An ongoing, proactive operation aimed at preventing livestock theft by disrupting the movement of stolen stock within NSW has been rolled out in the Southern Region.
Wagga Wagga Livestock Marketing Centre was the scene of the launch of Operation Stock Check, a high-visibility strategy which allows officers of all ranks to inspect vehicles carrying livestock to identify and target loads which may be stolen.
The Southern Region launch follows the successful commencement of the same operation in western NSW on 4 August.
The announcement was held on Monday, 31 August, and attended by NSW Police State Rural Crime Coordinator Detective Inspector Cameron Whiteside and his Rural Crime Prevention team, along with Riverina Police District Commander Superintendent Bob Noble, plus NSW Livestock, Bulk and Rural Carriers Association vice-president, livestock, Raymond Sutton, and Local Land Services district veterinarian Scott Ison.
According to Detective Inspector Whiteside, livestock theft has a significant impact on farmers across Lake Illawarra, Monaro, Murrumbidgee, Murray River, Riverina, South Coast, Wollongong and Hume police districts, with a total of 406 incidents recorded within these areas during the past three years.
“These figures include the theft of approximately 20,354 sheep and 864 cattle, representing a reported value of more than $3.1 million for Southern Region,” he said.
Detective Inspector Whiteside said Operation Stock Check is not targeting truck drivers, but criminals.
“All vehicles, large and small, will be stopped and paperwork checked to ensure the animals being moved are not stolen livestock,” he said.

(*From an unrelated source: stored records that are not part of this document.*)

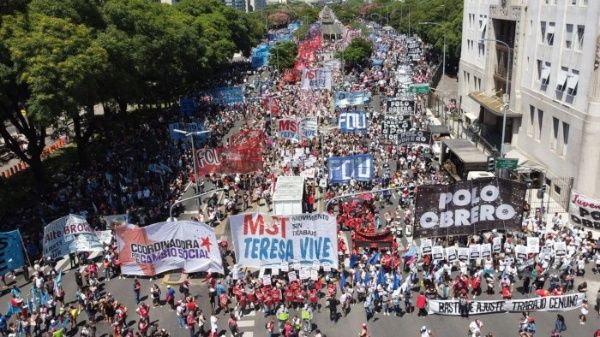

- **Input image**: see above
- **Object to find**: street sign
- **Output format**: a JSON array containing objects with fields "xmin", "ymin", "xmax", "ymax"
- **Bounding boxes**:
[
  {"xmin": 408, "ymin": 83, "xmax": 429, "ymax": 94},
  {"xmin": 496, "ymin": 158, "xmax": 519, "ymax": 170}
]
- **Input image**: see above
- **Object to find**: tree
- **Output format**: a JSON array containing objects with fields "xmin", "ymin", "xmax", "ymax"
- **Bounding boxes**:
[
  {"xmin": 337, "ymin": 38, "xmax": 373, "ymax": 67},
  {"xmin": 0, "ymin": 13, "xmax": 107, "ymax": 190},
  {"xmin": 269, "ymin": 41, "xmax": 298, "ymax": 70}
]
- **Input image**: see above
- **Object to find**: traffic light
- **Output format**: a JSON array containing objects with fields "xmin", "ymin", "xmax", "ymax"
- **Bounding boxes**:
[
  {"xmin": 537, "ymin": 185, "xmax": 546, "ymax": 199},
  {"xmin": 529, "ymin": 170, "xmax": 546, "ymax": 189},
  {"xmin": 488, "ymin": 156, "xmax": 496, "ymax": 172}
]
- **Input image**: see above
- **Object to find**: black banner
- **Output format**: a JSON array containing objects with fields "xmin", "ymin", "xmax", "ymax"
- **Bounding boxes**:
[
  {"xmin": 397, "ymin": 131, "xmax": 431, "ymax": 145},
  {"xmin": 415, "ymin": 178, "xmax": 526, "ymax": 237}
]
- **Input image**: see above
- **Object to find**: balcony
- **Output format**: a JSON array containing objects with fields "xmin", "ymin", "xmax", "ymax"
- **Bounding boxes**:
[{"xmin": 469, "ymin": 91, "xmax": 521, "ymax": 117}]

“I want to remind all legitimate carriers, along with farmers who convey their stock in smaller vehicles and trailers, to have their paperwork in order so we can quickly identify those who are doing the wrong thing.”
NSW Police Commissioner Mick Fuller said NSW Police takes livestock theft extremely seriously due to the devastating impact it can have on farmers.

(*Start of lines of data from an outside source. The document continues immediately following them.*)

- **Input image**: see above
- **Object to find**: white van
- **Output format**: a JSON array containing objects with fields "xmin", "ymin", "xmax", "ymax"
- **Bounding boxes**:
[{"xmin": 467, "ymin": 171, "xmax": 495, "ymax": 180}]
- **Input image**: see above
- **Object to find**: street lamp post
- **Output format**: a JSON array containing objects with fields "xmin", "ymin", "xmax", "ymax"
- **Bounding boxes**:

“This operation is one of a number of steps the NSW Police Force is taking to ensure we do what we can to protect the livelihoods of our farmers, who have enough to deal with without having to worry about criminals stealing their stock,” he said.

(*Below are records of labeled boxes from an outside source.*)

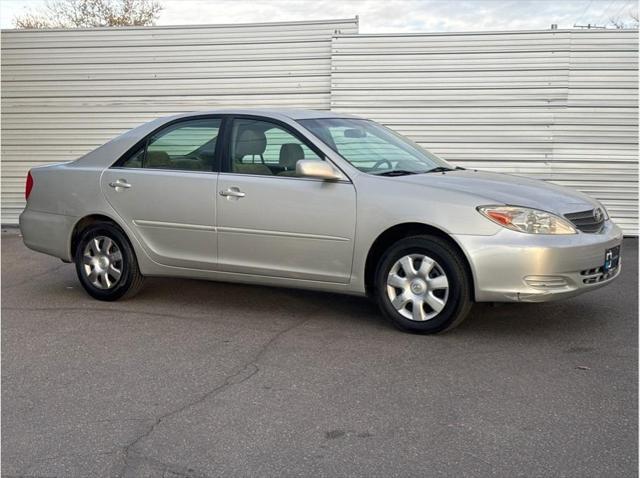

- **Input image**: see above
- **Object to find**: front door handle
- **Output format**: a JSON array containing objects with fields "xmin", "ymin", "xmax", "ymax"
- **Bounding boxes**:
[
  {"xmin": 220, "ymin": 188, "xmax": 246, "ymax": 198},
  {"xmin": 109, "ymin": 179, "xmax": 131, "ymax": 191}
]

“Police will now be stopping any vehicle carrying livestock in order to confirm the origin of the stock being moved.
“Officers will also be interacting with farmers and engaging with members of their rural communities to ensure they are protecting their stock in every way they can. Prevention is key.”
The Rural Crime Prevention team was created by Commissioner Fuller in late-2017 to strengthen NSW Police’s focus on rural crime.
The team has since grown to 52 specialised officers dedicated to investigating rural crime, located at 26 non-metropolitan locations within NSW.